Congenital hypotrichosis is a major genetic disorder of hair-growth that affects millions of people all around the world. In this study, hypotrichosis was studied in the affected families in the district of Sahiwal. A wide survey was conducted in both rural and urban areas of district Sahiwal. For additional investigation and pedigree construction, five families were selected after the survey was completed for further analyses.

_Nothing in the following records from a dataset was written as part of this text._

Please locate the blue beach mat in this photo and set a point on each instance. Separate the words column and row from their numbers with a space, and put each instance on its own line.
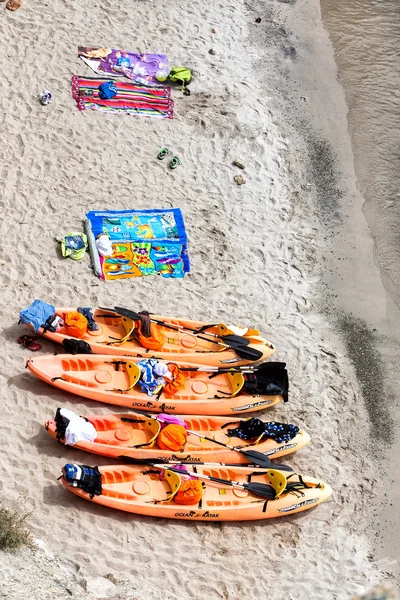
column 145, row 242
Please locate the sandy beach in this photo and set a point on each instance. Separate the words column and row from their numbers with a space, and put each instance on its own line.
column 288, row 252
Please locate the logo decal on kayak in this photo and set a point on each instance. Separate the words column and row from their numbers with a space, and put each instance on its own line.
column 151, row 405
column 246, row 406
column 229, row 361
column 284, row 447
column 194, row 514
column 176, row 457
column 298, row 505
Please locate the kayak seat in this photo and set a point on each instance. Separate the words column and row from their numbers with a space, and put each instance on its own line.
column 134, row 375
column 236, row 381
column 129, row 328
column 174, row 482
column 154, row 427
column 278, row 481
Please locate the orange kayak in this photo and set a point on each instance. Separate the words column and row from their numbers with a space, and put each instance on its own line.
column 114, row 380
column 134, row 436
column 135, row 489
column 179, row 345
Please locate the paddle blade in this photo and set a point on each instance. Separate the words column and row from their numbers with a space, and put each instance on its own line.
column 259, row 459
column 248, row 353
column 234, row 339
column 129, row 314
column 262, row 490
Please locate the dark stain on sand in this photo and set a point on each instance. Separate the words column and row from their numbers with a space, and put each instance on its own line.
column 360, row 344
column 322, row 163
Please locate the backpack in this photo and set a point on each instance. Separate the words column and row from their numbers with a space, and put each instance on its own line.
column 181, row 75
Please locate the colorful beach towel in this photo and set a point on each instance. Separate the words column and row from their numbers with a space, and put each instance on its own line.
column 144, row 242
column 140, row 68
column 131, row 99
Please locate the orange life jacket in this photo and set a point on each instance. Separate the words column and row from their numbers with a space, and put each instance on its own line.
column 172, row 437
column 190, row 492
column 75, row 324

Verbal consent was taken from the participants to assure them that the information and data was taken with their complete willingness and harmony, without any pressure. During the survey, each family was thoroughly interrogated, and the pedigree was constructed. The pedigree analyses were used to determine the prevalence of hypotrichosis and origin of mutation in each family. A pedigree analyses of hypotrichosis-infected individuals found that the disease was handed down through generations. In each generation of infected families, some people remain unaffected showed that the disease was genetically recessive disorder. Overall prevalence of this genetic disorder was 25.82S% in the selected families. The hypotrichosis affected 55 individuals out of 213 individuals in studied families. In the current study, the prevalence of this disease varied across all reported families. The prevalence rate of the disease in UOA was 17.24%, in UOB was 20.00%, in UOC was 41.94%, in UOD was 23.40% and in UOE was 40.740% of the families. The present study concluded that hypotrichosis in the selected families were persistent for at least three generations and the mode of inheritance was autosomal recessive.